The Renewable Energy Community (REC) concept has been introduced into the European decarbonization guidelines to promote the utilization of Renewable Energy Sources (RES) and to incentivize their self-consumption at the local level. This paper analyzes the flexible use of Heat Pumps (HP) for building heating in an REC context. The Power-to-Heat (P2H) energy conversion process of HP allows the flexibility of the thermal sector to be exploited within the electricity sector: in this way, it is possible to store energy in the form of heat inside the building mass and then use the stored energy to reduce the building heating demand in the hours following the accumulation of energy.
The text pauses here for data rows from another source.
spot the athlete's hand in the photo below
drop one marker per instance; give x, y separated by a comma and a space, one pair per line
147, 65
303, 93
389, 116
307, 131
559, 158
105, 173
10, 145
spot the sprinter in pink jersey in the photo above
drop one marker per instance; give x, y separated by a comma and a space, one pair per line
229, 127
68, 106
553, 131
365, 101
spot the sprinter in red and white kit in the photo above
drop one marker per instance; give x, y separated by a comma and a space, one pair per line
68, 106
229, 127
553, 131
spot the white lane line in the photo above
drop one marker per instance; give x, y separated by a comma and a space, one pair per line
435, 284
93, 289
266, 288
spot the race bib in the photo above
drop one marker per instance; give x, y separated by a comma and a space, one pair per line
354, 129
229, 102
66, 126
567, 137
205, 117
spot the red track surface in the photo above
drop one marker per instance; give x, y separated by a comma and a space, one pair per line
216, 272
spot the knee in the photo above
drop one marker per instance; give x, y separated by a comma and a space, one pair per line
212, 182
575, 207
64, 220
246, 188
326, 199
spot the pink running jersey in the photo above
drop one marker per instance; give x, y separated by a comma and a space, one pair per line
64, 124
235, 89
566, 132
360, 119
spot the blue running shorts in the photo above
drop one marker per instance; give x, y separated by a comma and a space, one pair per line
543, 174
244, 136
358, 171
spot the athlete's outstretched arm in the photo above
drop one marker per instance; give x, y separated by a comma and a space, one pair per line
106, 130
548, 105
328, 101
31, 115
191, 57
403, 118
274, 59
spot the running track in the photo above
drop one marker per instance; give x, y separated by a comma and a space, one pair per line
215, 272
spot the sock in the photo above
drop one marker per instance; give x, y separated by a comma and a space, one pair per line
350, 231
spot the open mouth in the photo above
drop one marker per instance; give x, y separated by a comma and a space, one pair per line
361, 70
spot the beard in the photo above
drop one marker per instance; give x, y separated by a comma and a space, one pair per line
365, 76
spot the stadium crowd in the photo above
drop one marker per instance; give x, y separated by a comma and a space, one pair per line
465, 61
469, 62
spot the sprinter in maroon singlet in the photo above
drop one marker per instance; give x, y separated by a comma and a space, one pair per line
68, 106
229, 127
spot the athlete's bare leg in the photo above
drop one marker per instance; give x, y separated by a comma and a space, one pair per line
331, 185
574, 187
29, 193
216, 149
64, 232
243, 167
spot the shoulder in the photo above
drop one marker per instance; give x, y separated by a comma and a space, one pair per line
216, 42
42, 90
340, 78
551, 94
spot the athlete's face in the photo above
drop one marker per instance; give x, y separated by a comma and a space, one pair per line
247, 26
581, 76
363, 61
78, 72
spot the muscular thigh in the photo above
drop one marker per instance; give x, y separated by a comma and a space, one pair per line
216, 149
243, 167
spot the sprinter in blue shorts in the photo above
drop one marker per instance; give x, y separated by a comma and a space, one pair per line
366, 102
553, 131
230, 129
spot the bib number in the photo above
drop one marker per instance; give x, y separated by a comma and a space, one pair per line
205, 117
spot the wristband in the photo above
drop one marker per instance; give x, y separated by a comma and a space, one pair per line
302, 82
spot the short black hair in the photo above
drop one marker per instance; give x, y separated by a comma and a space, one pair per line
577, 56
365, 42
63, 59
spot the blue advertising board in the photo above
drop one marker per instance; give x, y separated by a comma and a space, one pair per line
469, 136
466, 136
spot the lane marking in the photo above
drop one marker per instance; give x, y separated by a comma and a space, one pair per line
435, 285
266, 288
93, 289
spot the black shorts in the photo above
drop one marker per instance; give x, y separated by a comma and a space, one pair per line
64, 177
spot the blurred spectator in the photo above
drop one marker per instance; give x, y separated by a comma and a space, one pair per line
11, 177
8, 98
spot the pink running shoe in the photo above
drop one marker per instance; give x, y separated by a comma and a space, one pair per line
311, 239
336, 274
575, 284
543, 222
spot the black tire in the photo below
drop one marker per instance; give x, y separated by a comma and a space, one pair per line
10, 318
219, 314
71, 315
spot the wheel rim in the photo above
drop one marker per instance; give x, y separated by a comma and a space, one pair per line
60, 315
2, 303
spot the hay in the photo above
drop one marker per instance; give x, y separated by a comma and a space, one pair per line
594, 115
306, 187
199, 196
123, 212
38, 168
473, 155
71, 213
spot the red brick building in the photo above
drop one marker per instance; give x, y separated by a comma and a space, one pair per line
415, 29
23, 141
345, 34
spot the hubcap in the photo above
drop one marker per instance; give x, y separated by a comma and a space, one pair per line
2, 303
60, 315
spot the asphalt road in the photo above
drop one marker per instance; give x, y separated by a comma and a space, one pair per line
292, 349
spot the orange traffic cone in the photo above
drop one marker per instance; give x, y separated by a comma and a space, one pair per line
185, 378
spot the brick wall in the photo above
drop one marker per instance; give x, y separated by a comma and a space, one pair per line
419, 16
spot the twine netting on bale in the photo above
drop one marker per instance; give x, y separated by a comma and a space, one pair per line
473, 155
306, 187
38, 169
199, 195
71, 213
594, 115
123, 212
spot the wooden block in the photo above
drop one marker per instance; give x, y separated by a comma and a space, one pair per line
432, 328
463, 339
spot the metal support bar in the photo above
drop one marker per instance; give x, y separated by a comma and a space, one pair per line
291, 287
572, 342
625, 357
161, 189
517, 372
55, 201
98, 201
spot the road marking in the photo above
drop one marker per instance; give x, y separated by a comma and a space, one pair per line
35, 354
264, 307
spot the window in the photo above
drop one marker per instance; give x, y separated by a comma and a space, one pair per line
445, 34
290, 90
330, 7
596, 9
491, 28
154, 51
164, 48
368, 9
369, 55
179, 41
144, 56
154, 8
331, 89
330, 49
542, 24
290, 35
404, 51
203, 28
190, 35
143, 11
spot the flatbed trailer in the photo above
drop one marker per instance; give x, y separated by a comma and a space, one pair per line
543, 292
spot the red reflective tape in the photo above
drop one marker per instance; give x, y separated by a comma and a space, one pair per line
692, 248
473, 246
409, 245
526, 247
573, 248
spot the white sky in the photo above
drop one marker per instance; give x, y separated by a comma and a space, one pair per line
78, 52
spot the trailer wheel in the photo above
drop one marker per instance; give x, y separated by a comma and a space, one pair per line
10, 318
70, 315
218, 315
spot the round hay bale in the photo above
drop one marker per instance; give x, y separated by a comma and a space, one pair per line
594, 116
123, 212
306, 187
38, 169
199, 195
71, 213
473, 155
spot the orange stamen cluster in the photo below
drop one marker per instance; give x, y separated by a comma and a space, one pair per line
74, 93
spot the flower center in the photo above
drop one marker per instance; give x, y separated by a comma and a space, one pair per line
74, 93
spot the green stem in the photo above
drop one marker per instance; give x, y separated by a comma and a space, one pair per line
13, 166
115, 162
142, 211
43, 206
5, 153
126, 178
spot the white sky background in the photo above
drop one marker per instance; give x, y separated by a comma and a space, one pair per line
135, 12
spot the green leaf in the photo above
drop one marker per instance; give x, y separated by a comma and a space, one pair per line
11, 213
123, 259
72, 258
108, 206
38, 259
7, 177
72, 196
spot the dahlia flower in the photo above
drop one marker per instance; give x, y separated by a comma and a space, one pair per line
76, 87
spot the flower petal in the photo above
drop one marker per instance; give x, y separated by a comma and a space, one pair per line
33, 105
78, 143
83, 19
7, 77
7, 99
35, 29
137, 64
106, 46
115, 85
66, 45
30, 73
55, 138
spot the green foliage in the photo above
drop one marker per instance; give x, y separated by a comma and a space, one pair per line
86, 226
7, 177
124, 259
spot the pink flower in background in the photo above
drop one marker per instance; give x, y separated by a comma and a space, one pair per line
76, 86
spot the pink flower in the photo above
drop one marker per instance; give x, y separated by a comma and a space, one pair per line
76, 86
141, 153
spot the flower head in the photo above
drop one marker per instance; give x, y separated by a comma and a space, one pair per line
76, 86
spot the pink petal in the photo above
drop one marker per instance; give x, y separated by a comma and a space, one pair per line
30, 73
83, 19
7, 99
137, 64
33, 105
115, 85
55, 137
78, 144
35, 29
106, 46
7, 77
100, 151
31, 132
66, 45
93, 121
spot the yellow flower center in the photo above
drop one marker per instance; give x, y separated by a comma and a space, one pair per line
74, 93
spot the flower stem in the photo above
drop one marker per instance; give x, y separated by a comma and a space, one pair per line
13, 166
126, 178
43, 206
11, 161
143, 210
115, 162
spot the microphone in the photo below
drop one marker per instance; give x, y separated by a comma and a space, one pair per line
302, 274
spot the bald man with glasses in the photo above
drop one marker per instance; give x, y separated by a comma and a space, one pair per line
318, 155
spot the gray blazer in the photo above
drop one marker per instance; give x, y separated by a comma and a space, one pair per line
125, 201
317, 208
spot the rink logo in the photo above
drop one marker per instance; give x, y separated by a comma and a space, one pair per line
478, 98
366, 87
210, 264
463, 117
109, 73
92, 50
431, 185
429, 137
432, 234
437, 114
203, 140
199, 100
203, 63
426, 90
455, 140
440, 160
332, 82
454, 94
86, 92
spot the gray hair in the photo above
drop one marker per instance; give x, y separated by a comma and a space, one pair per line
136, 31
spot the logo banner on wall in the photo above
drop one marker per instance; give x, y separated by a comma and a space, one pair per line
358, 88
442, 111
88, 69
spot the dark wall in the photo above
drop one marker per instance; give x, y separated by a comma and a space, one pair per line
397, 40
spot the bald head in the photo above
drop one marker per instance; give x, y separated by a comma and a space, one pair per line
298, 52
This energy storage solution has been defined as building-based Virtual Energy Storage (VES). The flexibility enabled by VES has been used to optimize the self-consumption of an REC. The flexible VES solution was evaluated, from a technical and economic point of view, through a sensitivity analysis on the variation of the RES penetration, and the results were compared with those based on a more traditional centralized electric battery (EB) storage system. The results demonstrated that the VES solution is less flexible than electric batteries. Nevertheless, both flexible solutions (VES and EB) can significantly increase the REC self-consumption: the self-consumed energy increased by between 6% and 44% thanks to the exploitation of the VES flexibility, while the EB flexibility enabled an increase in the self-consumed energy of 19% to 63% according to the scenario analyzed. However, due to the high investment cost of EB, the VES configuration resulted to be the best solution from an economic point of view.